Eutelsat is part of an industry consortium that received a study contract from the European Commission in December 2020 to examine the feasibility of a European satellite constellation to provide secure communications and broadband services, particularly for underserved parts of Europe. The contract, which includes a wide range of European space and telecommunications companies, is worth 7.1 million euros ($8.7 million) and will last a year.

Eutelsat, though, is also investing in OneWeb, the broadband constellation that emerged from Chapter 11 bankruptcy last year after being acquired by the British government and Indian telecommunications company Bharti Global. Eutelsat announced April 27 it was acquiring a 24% stake in OneWeb for $550 million.

Thierry Breton, the EU commissioner whose portfolio includes space, suggested in a call with reporters May 24 that Eutelsat’s OneWeb stake may pose a conflict of interest. “Personally, I do not see how, structurally and in governance, an entity can have stakes in two competing projects,” he said when asked about Eutelsat’s investment in OneWeb.

He said he did not oppose, in general, Eutelsat’s investment in OneWeb. “They are free to do it, of course. I don’t want to prevent it,” he said. “However, we took a good note of the decision of Eutelsat to invest into a project in direct competition with the European initiative that we’re working on.”

He emphasized the importance of the satellite communications project to the “strategic autonomy” of Europe. “It is therefore important to preserve the interests of the Union,” he said, including reconsidering Eutelsat’s continued participation in the project.

Eutelsat, in comments last week after a conference session about the status of EU constellation study, argued that the two projects are not in conflict with each other, since the EU effort is focused more on the needs of European institutions, while OneWeb is doing business with companies and governments worldwide.

Breton suggested he was unhappy with the industry group’s progress on the satellite communications study. “To tell you the truth, it was very interesting, it was important, but not too innovative,” he said of the first results from that effort. He said the EU will commission a second study involving smaller businesses and startups, rather that the larger companies involved in the first one. They will provide a report within two months. “My dream will be to be able to go on vacation with this new study.”

The briefing was linked to Breton’s visit to the offices of the EU Agency for the Space Programme (EUSPA), the former European Agency for Global Navigation Satellite Systems that was rebranded, with an expanded mandate, earlier this year. EUSPA’s focus will expand beyond the Galileo satellite navigation program to include the Copernicus series of Earth observation satellites as well as satellite communications and space situational awareness.
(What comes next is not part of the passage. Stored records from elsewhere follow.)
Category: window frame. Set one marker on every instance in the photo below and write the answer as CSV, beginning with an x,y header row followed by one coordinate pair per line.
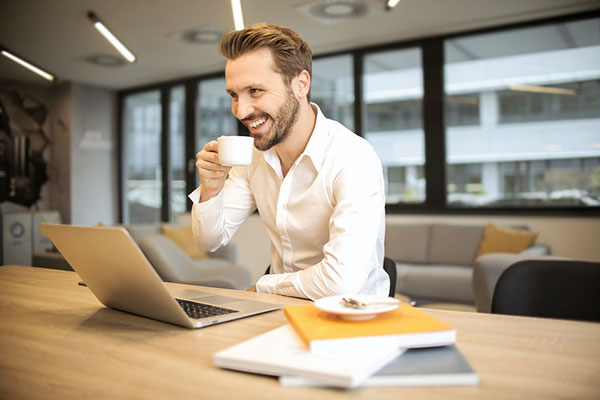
x,y
432,53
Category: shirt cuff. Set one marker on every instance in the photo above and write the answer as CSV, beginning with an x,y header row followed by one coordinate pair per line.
x,y
196,195
285,284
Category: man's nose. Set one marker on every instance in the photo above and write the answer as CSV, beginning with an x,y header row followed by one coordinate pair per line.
x,y
243,108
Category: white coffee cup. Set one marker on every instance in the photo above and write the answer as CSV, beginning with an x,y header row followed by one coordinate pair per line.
x,y
235,150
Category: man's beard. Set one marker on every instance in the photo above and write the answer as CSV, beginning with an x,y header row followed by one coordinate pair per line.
x,y
285,118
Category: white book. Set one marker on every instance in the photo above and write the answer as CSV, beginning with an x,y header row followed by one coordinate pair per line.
x,y
434,366
281,352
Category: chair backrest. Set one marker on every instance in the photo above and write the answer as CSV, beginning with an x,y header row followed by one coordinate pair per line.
x,y
389,266
549,288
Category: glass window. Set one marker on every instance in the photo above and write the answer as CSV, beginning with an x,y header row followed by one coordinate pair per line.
x,y
532,131
332,88
393,99
141,158
213,113
177,147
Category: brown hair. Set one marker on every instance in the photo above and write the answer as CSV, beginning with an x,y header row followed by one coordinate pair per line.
x,y
291,54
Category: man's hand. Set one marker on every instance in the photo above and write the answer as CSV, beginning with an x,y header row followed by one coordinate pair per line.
x,y
212,174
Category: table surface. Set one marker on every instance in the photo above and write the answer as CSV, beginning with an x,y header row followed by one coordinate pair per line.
x,y
58,341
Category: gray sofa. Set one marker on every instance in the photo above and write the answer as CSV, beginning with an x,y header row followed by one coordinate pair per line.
x,y
435,260
174,265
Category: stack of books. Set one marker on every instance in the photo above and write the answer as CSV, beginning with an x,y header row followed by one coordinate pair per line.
x,y
402,347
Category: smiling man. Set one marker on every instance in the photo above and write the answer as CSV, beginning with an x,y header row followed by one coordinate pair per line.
x,y
317,186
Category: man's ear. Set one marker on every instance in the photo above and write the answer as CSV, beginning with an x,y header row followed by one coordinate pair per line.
x,y
302,84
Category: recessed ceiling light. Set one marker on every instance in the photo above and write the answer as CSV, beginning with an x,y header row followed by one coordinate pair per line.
x,y
105,60
339,9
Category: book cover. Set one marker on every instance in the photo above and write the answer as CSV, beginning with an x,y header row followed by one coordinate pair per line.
x,y
431,366
405,327
281,352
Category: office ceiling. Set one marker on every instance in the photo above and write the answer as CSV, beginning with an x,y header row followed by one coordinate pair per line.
x,y
57,36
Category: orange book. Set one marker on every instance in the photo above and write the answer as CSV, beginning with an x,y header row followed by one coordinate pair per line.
x,y
404,327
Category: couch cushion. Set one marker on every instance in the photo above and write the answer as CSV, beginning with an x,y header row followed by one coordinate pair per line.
x,y
138,231
184,238
407,242
498,239
454,244
439,282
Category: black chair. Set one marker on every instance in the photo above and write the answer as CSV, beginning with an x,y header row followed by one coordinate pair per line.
x,y
389,266
550,289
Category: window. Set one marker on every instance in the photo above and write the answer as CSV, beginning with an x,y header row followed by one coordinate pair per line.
x,y
393,99
529,133
504,120
177,149
142,171
332,88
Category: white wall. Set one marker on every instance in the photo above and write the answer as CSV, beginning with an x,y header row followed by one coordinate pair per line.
x,y
93,168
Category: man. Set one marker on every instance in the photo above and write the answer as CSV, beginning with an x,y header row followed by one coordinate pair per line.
x,y
317,186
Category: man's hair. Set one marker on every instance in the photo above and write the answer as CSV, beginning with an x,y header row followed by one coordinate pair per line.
x,y
291,54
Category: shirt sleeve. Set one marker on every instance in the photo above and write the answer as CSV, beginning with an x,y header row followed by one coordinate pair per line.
x,y
216,220
356,225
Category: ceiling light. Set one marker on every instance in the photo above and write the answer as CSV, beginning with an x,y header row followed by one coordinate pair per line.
x,y
543,89
238,19
105,60
339,9
392,3
27,65
111,38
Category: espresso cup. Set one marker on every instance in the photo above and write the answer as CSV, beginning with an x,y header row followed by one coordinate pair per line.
x,y
235,150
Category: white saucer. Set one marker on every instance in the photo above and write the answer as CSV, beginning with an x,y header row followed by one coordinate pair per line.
x,y
335,305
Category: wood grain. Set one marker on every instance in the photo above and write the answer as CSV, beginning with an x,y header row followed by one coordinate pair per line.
x,y
58,341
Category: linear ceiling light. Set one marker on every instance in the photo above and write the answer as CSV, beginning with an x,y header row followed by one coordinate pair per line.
x,y
238,19
543,89
111,38
27,65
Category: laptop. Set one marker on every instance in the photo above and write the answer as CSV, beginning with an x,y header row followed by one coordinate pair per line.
x,y
118,273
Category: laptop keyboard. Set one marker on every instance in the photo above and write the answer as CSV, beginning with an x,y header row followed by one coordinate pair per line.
x,y
201,310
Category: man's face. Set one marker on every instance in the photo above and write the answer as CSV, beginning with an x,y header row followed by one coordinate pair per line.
x,y
260,98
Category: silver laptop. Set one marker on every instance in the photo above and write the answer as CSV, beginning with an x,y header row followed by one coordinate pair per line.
x,y
117,272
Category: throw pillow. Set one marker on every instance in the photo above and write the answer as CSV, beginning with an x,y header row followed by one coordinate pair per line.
x,y
184,238
498,239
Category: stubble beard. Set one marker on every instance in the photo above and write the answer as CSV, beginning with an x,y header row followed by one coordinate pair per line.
x,y
285,119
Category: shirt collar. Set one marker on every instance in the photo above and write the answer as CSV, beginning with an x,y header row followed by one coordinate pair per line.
x,y
319,140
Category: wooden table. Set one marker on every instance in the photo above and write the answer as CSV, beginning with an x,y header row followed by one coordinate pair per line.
x,y
58,342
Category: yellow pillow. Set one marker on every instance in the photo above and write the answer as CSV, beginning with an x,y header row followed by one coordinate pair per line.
x,y
497,239
184,238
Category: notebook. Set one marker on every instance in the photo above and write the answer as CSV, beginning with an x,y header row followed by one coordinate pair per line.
x,y
431,366
281,352
118,273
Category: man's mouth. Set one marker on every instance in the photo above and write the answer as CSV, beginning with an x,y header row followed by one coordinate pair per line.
x,y
257,123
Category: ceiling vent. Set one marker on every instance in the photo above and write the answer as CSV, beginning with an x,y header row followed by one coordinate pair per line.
x,y
198,35
333,11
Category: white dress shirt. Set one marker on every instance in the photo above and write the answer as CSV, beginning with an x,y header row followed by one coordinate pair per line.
x,y
325,218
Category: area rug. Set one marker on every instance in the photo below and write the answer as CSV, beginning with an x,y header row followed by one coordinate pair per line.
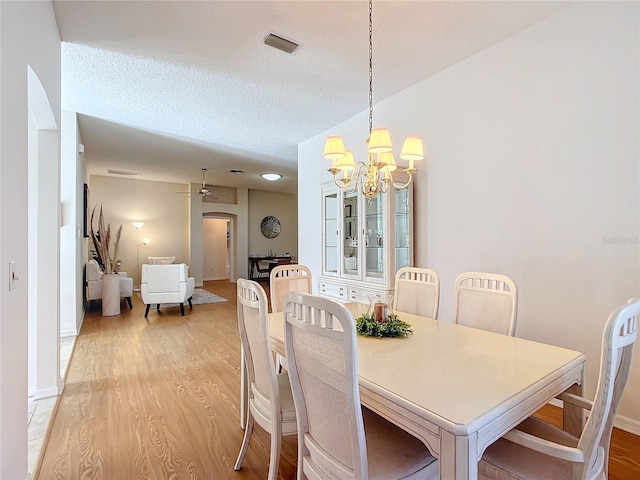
x,y
199,297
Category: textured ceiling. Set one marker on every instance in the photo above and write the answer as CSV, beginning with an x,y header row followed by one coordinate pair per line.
x,y
168,88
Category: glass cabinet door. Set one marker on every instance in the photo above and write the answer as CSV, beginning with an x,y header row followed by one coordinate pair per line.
x,y
402,220
350,234
374,237
330,207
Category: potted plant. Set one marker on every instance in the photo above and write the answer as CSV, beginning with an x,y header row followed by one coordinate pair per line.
x,y
109,264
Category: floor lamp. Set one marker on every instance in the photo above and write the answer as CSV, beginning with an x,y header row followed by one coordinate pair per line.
x,y
138,226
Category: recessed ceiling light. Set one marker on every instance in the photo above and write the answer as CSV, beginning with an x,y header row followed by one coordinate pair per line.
x,y
272,177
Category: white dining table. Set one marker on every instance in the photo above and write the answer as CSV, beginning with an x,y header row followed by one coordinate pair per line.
x,y
456,388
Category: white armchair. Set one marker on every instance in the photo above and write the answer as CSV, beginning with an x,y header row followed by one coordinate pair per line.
x,y
161,260
166,284
94,284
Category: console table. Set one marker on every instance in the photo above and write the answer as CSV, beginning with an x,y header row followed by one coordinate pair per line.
x,y
256,272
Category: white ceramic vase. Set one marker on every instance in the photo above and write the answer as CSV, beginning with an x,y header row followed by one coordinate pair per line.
x,y
110,294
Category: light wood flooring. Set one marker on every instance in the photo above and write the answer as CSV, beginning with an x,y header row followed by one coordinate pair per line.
x,y
158,398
The creation of EUSPA led some in the European space community to believe the EU was trying to create a competitor to the European Space Agency, an independent organization outside the EU umbrella. Both the EU and ESA have worked to clarify that EUSPA will carry out different roles than ESA, focusing more on operations than research and development.
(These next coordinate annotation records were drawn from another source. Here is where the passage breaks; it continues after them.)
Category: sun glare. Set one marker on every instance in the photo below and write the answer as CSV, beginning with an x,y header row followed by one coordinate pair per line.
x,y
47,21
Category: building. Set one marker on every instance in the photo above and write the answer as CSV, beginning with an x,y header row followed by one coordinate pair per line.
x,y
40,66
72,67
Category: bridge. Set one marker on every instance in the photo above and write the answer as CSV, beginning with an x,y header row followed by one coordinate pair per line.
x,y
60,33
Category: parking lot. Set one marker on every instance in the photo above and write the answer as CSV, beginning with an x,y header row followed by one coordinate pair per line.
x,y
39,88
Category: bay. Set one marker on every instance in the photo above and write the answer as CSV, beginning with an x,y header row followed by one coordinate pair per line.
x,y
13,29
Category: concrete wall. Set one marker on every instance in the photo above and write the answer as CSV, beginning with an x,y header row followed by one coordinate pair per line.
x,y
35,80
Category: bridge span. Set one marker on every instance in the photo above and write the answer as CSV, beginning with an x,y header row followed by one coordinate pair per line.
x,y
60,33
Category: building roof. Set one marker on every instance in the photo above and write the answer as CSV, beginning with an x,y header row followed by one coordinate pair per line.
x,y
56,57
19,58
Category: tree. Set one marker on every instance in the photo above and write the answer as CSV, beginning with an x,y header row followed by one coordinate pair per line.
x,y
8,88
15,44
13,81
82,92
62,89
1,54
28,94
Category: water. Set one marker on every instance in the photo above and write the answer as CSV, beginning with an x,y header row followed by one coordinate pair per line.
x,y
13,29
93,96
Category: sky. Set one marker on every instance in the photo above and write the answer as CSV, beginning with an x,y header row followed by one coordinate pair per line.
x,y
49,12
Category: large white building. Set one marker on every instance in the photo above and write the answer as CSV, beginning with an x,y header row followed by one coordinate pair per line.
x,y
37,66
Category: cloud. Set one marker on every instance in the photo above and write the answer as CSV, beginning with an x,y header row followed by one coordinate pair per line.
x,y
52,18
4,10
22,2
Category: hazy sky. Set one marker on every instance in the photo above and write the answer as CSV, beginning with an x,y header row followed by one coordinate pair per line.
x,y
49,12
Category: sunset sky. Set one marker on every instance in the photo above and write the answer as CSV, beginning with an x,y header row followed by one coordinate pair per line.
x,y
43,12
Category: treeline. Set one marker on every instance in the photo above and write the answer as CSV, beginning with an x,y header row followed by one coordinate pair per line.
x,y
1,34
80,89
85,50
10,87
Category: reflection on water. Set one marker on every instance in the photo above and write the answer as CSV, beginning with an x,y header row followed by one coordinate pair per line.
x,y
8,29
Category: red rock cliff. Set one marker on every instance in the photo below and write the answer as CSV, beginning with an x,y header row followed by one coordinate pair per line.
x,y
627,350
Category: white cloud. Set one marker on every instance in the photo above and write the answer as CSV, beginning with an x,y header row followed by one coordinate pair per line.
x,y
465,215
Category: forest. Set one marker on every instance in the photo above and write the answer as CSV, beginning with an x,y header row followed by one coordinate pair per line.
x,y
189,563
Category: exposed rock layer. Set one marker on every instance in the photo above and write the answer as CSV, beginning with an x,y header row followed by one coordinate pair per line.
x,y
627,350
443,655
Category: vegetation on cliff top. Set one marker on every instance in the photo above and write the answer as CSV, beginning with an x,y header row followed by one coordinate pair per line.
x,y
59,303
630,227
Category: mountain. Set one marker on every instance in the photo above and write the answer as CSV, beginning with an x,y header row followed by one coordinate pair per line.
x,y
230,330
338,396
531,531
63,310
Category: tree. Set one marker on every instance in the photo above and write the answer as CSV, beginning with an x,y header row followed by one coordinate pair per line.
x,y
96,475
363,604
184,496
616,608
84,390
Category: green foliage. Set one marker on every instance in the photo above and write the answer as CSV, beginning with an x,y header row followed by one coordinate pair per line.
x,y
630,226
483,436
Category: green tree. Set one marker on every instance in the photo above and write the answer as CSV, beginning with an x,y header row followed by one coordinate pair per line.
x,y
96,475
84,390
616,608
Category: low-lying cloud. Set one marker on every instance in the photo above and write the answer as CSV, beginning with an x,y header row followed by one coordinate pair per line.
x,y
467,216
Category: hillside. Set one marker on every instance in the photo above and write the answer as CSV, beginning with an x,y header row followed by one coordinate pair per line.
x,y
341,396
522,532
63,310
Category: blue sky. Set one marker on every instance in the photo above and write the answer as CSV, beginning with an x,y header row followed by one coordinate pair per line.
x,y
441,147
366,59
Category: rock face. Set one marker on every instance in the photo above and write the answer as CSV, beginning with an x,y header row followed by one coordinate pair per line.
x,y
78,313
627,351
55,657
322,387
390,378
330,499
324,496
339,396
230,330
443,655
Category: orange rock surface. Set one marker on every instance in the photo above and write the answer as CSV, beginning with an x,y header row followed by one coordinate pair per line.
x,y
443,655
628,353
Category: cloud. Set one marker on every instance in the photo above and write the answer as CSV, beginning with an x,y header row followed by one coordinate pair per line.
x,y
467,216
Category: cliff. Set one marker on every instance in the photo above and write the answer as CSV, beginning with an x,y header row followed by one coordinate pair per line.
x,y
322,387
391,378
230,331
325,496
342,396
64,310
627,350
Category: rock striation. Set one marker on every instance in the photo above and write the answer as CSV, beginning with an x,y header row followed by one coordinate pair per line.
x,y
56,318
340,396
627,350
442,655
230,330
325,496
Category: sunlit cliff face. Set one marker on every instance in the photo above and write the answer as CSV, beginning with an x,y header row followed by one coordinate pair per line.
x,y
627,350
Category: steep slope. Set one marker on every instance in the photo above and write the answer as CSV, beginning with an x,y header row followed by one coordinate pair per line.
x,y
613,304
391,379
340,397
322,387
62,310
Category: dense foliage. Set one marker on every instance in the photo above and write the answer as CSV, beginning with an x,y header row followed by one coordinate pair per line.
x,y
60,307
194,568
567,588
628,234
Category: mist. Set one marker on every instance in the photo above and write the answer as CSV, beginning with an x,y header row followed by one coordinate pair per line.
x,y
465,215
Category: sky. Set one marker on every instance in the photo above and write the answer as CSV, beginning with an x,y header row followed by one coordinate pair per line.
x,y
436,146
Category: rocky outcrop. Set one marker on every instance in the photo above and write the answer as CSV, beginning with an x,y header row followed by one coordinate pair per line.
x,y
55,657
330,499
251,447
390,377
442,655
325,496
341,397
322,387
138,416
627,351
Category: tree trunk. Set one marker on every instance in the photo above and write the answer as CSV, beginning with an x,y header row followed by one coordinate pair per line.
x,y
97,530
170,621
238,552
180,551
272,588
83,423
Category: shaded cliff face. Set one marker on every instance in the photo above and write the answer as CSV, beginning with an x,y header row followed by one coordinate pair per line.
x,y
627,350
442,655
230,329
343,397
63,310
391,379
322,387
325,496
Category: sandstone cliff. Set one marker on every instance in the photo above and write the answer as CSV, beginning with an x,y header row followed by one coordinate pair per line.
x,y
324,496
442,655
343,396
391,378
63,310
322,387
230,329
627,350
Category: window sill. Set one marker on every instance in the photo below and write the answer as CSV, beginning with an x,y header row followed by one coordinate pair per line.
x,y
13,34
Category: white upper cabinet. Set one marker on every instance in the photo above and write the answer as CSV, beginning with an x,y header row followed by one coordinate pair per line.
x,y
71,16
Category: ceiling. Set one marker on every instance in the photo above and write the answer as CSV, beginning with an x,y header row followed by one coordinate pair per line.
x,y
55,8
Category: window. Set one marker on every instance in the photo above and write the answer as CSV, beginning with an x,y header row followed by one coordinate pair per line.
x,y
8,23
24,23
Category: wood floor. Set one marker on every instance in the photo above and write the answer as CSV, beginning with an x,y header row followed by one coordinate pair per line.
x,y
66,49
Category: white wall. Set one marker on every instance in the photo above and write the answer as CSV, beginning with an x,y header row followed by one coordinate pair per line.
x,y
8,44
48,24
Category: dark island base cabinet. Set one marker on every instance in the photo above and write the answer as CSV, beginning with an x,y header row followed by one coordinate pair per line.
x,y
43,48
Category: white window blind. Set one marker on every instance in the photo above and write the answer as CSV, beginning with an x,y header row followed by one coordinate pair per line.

“EUSPA is more focused, if I may say so, on exploitation of Galileo,” he said, and later with Copernicus. “ESA is more of the design architect for the future generation of our satellites.”
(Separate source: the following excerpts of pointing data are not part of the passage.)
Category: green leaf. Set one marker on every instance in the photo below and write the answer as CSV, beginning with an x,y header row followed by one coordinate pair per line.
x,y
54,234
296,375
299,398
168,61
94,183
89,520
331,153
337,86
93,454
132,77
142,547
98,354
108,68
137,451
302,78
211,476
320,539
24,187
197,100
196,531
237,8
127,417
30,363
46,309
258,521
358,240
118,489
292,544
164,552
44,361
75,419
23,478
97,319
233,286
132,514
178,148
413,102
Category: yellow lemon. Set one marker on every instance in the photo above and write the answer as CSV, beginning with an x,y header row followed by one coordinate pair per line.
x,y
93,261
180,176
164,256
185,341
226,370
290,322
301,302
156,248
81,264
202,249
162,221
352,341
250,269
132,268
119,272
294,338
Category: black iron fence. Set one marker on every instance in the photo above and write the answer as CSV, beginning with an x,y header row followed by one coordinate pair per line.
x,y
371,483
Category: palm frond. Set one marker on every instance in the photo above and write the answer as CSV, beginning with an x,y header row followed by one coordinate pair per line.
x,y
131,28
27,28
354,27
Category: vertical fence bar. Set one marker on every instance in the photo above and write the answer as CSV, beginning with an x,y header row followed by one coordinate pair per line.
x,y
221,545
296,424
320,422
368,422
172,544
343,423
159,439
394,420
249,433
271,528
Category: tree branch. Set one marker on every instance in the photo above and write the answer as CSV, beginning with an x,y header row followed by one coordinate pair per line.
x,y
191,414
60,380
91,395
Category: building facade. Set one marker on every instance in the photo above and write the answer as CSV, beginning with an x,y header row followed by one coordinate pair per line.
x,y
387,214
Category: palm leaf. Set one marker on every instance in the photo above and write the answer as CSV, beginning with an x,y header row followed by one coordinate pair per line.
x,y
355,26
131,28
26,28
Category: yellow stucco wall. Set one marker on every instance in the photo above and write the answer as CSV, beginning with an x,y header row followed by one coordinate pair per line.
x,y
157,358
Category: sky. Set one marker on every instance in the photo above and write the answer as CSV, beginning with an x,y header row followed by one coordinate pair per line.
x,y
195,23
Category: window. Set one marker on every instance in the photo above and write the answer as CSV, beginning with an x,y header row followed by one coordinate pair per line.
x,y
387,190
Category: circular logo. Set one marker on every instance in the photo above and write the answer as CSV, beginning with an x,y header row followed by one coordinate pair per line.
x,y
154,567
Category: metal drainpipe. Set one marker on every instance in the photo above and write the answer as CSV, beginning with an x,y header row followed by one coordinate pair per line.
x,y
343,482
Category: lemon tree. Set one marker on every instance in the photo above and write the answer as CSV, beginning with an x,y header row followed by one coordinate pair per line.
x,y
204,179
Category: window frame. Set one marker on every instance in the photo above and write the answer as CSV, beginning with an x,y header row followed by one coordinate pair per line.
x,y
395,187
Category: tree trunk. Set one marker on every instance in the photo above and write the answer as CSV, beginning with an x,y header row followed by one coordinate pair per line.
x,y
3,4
The EU and ESA are still finalizing what’s known as the Financial Framework Partnership Agreement that governs the roles and responsibilities of the two nations as they work on joint projects like Copernicus and Galileo. Breton said those negotiations are nearly complete, with a goal of completing it by June 22.

“I’m very happy with the cooperation that we have with the new director general of ESA,” he said, referring to Josef Aschbacher, who took over the job in March.